Dancing With Shellcodes: Cracking the latest version of Guloader

14 min readApr 19, 2021

Guloader is a downloader that has been active since 2019. It is known to deliver various malware, more notably: Agent-Tesla, Netwire, FormBook, Nanocore, and Parallax RAT.

The malware architecture consists of a VB wrapper and a shellcode that does all the malicious activities of Guloader. Although many malware use crypters that have shellcode in their initial droppers, the Guloader shellcode is notorious for its anti-analysis capabilities; thus making the unpacking mechanism of Guloader much more challenging.

The majority of the anti-analysis functionality of Guloader is already published by several security researchers. However, for researchers who are not 100% familiar with the Guloader shellcode, it could be challenging to predict where these features are located, which might lead to failure in analysis.

In this article, I will present a step-by-step dynamic analysis of Guloader. As well, the malware anti-analysis functions, and how to overcome them.
Also, I will demonstrate the malware’s main objectives.
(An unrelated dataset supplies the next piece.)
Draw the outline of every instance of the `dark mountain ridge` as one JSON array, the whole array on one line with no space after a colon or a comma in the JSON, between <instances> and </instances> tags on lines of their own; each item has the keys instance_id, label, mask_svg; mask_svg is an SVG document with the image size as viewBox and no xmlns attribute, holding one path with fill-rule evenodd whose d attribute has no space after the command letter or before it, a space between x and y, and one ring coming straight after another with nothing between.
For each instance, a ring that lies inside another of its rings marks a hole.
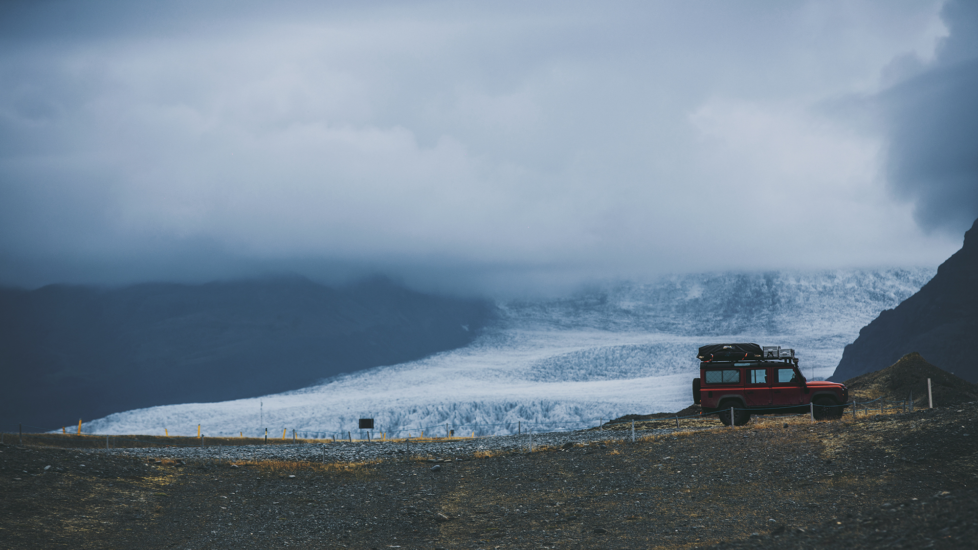
<instances>
[{"instance_id":1,"label":"dark mountain ridge","mask_svg":"<svg viewBox=\"0 0 978 550\"><path fill-rule=\"evenodd\" d=\"M864 327L846 345L835 373L841 382L878 371L917 351L938 367L978 382L978 220L961 250L916 294Z\"/></svg>"},{"instance_id":2,"label":"dark mountain ridge","mask_svg":"<svg viewBox=\"0 0 978 550\"><path fill-rule=\"evenodd\" d=\"M0 290L0 423L57 428L303 388L466 345L492 314L385 279Z\"/></svg>"},{"instance_id":3,"label":"dark mountain ridge","mask_svg":"<svg viewBox=\"0 0 978 550\"><path fill-rule=\"evenodd\" d=\"M908 353L881 371L851 378L845 382L849 395L858 401L877 397L891 400L913 397L913 406L927 407L927 379L935 407L950 407L978 401L978 385L935 367L919 353Z\"/></svg>"}]
</instances>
Note- Guloader heavily uses time checks and other traditional anti-analysis techniques. Therefore, to save time, in this analysis I will use the ScyllaHide plugin.
Also, several of the Guloader’s anti-analysis techniques are impossible to evade without manual intervention. So I will mainly (but not only) focus on them.

File metadata

Hash: d55259bcf47af7e645ab7b003aa2cd4071cb36c6

Getting into the shellcode

In its initial state, Guloader is wrapped with a VB. To overcome it, we’ll first reach the entry point and then set a breakpoint on VirtualAlloc. Next, we will click Run 12 times (the VB wrapper calls several times to VirtualAlloc, but we only care about the 12th time).

As we return to user code from the 12th VirtualAlloc, we will see the next image

Now, Guloader will write the shellcode to this newly allocated memory - The process consists of several JMP instructions. Scroll down until you’ll see a CALL to the register EDI (the place where the shellcode is eventually stored). Taking this CALL will lead us to the shellcode itself.

Immediately after taking the CALL to EDI, we’ll see a jump to another location. Take this jump as well.

The shellcode

After taking the initial jump, we see three different functions. For our unpacking tutorial, we can skip them and go straight to the JMP 602766, located at the end.

After taking the jump, we see an immediate CALL to 600144, step into it.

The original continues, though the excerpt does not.